The ultimate goal of conducting this survey was to develop targeted interventions. One example of how the availability of local-level data changed a community comes from Community Organizing for Obesity Prevention in Humboldt Park (CO-OP HP). Inspired by the alarmingly high prevalence of obesity among children revealed by the survey, local donors and community leaders have partnered with researchers from the Sinai Health System to address the obesity epidemic in the contiguous communities of Humboldt Park and West Town. CO-OP HP is addressing obesity-related concerns by raising awareness about weight status and healthy food choices, and collectively creating a healthier environment for families in Humboldt Park. More details about the CO-OP HP initiatives are described elsewhere.27
Obese children are more likely to become obese adults and are therefore at an increased risk of developing many life-debilitating conditions.34–38 They are also more prone to psychosocial stressors such as low self-esteem and depression.39–42 In fact, recent studies show that children are experiencing the medical and psychosocial consequences of their weight condition even before reaching adulthood43–46 and costing society more than $127 million a year.47 Because of these dramatic, long-term consequences, many studies suggest that the obesity epidemic may eventually reduce overall life expectancy.46,48
The levels of obesity documented in this article are disproportionately high. It may be that these survey findings are unique to these communities or are comparable to what one might find in similar urban communities—or that they portend an obesity future even worse than the present. In any of these cases, it is evident that further investigation on how best to intervene and monitor the childhood obesity epidemic is necessary, and that both national and local efforts are needed to stem the tide.

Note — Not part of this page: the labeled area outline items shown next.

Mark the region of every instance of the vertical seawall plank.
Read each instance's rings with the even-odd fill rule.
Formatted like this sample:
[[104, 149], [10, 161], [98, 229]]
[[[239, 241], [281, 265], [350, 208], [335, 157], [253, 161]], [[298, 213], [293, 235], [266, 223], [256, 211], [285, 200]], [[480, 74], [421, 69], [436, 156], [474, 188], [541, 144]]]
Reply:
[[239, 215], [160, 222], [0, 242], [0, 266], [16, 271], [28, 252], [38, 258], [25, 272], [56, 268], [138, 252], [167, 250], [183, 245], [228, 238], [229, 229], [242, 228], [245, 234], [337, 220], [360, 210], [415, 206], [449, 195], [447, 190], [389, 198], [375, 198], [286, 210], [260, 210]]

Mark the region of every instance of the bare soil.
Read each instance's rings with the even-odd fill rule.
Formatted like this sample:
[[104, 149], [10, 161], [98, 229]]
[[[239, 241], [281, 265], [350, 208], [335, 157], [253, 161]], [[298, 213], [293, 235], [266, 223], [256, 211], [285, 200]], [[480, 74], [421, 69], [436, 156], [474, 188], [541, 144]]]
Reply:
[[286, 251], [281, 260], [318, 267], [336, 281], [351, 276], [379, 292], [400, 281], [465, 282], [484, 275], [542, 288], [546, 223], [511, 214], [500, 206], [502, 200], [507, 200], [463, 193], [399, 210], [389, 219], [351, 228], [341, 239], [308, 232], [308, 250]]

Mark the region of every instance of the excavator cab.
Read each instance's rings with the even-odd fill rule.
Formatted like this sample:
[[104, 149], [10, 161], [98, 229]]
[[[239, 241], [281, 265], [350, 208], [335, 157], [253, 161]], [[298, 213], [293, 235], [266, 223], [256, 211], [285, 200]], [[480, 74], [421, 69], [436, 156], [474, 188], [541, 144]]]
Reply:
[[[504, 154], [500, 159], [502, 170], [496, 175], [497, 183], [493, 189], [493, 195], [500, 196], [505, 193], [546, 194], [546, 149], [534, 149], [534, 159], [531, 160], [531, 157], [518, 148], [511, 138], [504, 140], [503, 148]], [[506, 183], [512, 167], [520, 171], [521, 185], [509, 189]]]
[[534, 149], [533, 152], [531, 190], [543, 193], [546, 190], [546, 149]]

The authors acknowledge the Survey Research Laboratory of the University of Illinois at Chicago for administering the Sinai Improving Community Health Survey. The authors also appreciate input from Dr. Timothy Johnson in reviewing and contributing to this article.
This project was completed with generous funding from The Robert Wood Johnson Foundation Grant ID# 043026, the Chicago Community Trust Grant ID# C2003-00844, and the Michael Reese Health Trust.